= Arkady Malov =

Arkady Vasilyevich Malov (Chuvash and Аркадий Васильевич Малов; 28 April 1928 in Bolshiye Toktashi village, Alikovsky District, Chuvash Republic – 25 April 1995 in Cheboksary) was a Chuvash poet and translator.

== Biography ==
Arkady Malov was born on 28 April 1928 in Bolshiye Toktashi village, Alikovsky District of the Chuvashia.

Arkady Malov studied in Hodar middle school in the Shumerlinsky District, and in pedagogic department of the Chuvash State University.

Malov worked as an editor of Chuvash State book publishing house, as secretary of Chuvash magazine «Ялав» (Flag), and as chief-editor of the Chuvash literature magazine «Тӑван Атӑл» (Native Atal).

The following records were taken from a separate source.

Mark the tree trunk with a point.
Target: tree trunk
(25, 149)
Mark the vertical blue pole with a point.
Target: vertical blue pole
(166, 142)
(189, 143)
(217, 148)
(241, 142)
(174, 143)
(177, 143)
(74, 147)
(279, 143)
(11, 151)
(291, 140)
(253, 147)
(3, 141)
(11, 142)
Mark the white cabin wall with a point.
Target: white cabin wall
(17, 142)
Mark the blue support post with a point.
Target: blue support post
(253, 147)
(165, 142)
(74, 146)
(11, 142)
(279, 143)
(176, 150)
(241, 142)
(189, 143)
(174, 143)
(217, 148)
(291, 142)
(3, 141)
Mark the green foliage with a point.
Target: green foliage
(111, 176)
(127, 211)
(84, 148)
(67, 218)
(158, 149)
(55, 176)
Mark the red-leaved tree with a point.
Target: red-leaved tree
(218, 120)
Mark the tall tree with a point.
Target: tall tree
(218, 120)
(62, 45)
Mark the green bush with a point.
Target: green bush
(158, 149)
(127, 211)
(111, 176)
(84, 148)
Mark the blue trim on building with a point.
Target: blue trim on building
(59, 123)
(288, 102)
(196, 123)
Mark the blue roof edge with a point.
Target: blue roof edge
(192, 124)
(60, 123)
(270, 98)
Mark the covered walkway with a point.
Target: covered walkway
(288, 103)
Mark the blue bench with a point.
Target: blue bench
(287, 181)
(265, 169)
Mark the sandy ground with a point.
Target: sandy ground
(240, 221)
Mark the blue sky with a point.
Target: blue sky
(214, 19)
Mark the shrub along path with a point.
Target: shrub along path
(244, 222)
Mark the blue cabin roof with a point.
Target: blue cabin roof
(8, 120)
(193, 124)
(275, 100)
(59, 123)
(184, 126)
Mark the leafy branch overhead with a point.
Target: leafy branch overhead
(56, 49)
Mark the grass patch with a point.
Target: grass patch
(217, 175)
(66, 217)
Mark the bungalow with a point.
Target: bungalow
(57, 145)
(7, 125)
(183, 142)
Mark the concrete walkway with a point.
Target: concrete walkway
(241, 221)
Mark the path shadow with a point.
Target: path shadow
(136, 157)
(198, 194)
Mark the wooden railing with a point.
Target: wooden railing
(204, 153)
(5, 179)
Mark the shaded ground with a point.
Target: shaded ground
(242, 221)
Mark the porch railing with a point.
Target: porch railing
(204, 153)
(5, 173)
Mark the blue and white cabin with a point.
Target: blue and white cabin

Poet died on 25 April 1995 in Cheboksary.

== Well-known works ==

=== Translation ===
- S. Antonov, «Юманай такмакӗсем» (Yumany short songs);
- S. Shlyakhoo, «Ваня юлташ»; (Vanya-friend)
- M. Sholohov, «Лӑпкӑ Тан (Дон)» (Quiet Don);
- I. Kazakevich, «Кӑвак тетрадь» (Blue notebook).
- L. Tolstoy, «Вӑрҫӑпа лӑпкӑлӑх» (War and peace).